A Perturbation Analysis to Understand the Mechanism How Migrating Cells Sense and Respond to a Topography in the Extracellular Environment
Hiromi MIYOSHI,*1,*2 Kensuke SUZUKI,*2,*3,*4 Jungmyoung JU,*4 Jong Soo KO,*5 Taiji ADACHI,*3 and Yutaka YAMAGATA*4
*1 Pathophysiological and Health Science Team, RIKEN Center for Life Science Technologies, 6-7-3 Minatojima-minamimachi, Chuo, Kobe, Hyogo 650-0047, Japan
*2 PRIME, AMED, 6-7-3 Minatojima-minamimachi, Chuo, Kobe, Hyogo 650-0047, Japan
*3 Laboratory of Biomechanics, Department of Biosystems Science, Institute for Frontier Life and Medical Sciences, Kyoto University, 53 Kawahara-cho, Shogoin, Sakyo, Kyoto 606-8507, Japan
*4 Ultrahigh Precision Optics Technology Team, RIKEN Center for Advanced Photonics, 2-1 Hirosawa, Wako, Saitama 351-0198, Japan
*5 Graduate School of Mechanical Engineering, Pusan National University, Jangjeon-dong, Geumjeong-gu, Busan 609-735, Korea
Migrating cells in vivo monitor the physiological state of an organism by integrating the physical as well as chemical cues in the extracellular microenvironment, and alter the migration mode, in order to achieve their unique function.
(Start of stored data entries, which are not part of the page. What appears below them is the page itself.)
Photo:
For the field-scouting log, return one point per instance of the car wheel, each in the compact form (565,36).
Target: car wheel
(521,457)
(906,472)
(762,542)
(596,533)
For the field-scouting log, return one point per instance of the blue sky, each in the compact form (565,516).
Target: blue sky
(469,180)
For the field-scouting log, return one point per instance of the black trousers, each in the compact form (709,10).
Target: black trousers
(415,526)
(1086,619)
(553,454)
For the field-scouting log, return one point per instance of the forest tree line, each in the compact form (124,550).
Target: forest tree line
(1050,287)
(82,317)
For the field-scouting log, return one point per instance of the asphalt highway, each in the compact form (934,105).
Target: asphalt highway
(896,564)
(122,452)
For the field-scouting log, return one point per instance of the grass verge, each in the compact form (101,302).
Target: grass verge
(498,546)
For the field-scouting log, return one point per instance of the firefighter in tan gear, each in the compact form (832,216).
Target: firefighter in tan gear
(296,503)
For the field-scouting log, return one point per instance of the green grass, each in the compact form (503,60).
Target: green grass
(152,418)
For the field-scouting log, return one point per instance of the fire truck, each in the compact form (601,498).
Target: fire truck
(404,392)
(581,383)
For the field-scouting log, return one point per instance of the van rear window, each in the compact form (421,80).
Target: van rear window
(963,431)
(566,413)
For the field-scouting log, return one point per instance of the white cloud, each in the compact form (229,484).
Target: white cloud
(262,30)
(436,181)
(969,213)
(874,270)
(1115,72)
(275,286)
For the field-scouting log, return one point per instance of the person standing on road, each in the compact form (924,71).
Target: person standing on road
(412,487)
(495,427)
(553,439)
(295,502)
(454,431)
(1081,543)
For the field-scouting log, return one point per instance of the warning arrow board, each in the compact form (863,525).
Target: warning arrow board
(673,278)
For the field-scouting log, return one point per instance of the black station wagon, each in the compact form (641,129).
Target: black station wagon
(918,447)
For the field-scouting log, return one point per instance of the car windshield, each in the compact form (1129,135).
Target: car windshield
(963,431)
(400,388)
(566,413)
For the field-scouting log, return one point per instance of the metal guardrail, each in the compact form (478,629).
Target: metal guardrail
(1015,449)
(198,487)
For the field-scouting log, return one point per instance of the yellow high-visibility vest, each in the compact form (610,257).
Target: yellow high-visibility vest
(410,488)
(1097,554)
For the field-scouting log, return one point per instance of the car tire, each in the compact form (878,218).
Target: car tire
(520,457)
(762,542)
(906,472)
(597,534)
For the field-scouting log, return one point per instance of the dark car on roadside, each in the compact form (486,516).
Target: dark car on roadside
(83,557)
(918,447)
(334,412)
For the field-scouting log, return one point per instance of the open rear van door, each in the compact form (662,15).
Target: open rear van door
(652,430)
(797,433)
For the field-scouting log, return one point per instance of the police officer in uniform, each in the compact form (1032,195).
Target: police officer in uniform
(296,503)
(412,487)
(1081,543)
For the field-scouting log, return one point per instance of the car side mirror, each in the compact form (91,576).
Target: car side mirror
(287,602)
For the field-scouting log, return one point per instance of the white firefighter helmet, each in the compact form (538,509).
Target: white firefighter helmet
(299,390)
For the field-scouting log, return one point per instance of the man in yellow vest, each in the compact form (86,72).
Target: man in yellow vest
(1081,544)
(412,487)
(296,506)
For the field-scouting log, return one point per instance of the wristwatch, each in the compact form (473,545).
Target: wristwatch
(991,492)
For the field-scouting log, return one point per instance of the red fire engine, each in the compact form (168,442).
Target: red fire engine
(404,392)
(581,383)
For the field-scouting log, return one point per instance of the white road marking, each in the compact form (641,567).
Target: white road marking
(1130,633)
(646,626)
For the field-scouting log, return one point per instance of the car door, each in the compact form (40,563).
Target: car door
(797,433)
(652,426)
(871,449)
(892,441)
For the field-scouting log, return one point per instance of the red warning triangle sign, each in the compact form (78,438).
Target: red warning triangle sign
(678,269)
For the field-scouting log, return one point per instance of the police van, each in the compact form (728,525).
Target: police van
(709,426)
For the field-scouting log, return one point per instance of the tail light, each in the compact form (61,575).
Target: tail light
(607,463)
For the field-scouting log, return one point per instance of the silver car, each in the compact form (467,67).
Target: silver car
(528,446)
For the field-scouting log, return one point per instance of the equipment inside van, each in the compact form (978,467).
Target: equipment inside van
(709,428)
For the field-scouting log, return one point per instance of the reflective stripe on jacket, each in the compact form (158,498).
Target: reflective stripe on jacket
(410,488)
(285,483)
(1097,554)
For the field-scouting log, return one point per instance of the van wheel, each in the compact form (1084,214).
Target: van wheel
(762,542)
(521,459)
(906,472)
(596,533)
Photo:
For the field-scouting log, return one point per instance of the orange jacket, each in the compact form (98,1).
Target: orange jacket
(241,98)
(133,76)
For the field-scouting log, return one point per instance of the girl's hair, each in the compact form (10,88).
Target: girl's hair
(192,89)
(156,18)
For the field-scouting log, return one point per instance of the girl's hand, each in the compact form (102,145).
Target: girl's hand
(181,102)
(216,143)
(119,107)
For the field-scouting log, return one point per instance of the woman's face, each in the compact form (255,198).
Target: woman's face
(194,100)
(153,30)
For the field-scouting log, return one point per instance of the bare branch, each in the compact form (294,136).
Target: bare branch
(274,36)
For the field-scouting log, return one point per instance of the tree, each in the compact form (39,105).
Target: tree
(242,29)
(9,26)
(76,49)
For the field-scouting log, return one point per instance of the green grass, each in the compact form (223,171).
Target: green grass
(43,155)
The clarification of the mechanism focusing on the topographical cues is important for basic biological research, and for biomedical engineering specifically to establish the design concept of tissue engineering scaffolds. The aim of this study is to understand how cells sense and respond to the complex topographical cues in vivo by exploring in vitro analyses to complex in vivo situations in order to simplify the issue. Since the intracellular mechanical events at subcellular scales and the way of the coordination of these events are supposed to change in the migrating cells, a key to success of the analysis is a mechanical point of view with a particular focus of the subcellular mechanical events. We designed an experimental platform to explore the mechanical requirements in a migrating fibroma cell responding to micro-grooves. The micro-grooved structure is a model of gap structures, typically seen in the microenvironments in vivo. In our experiment, the contributions of actomyosin force generation can be spatially divided and analyzed in the cell center and peripheral regions. The analysis specified that rapid leading edge protrusion, and the cell body translocation coordinated with the leading edge protrusion are required for the turning response at a micro-groove.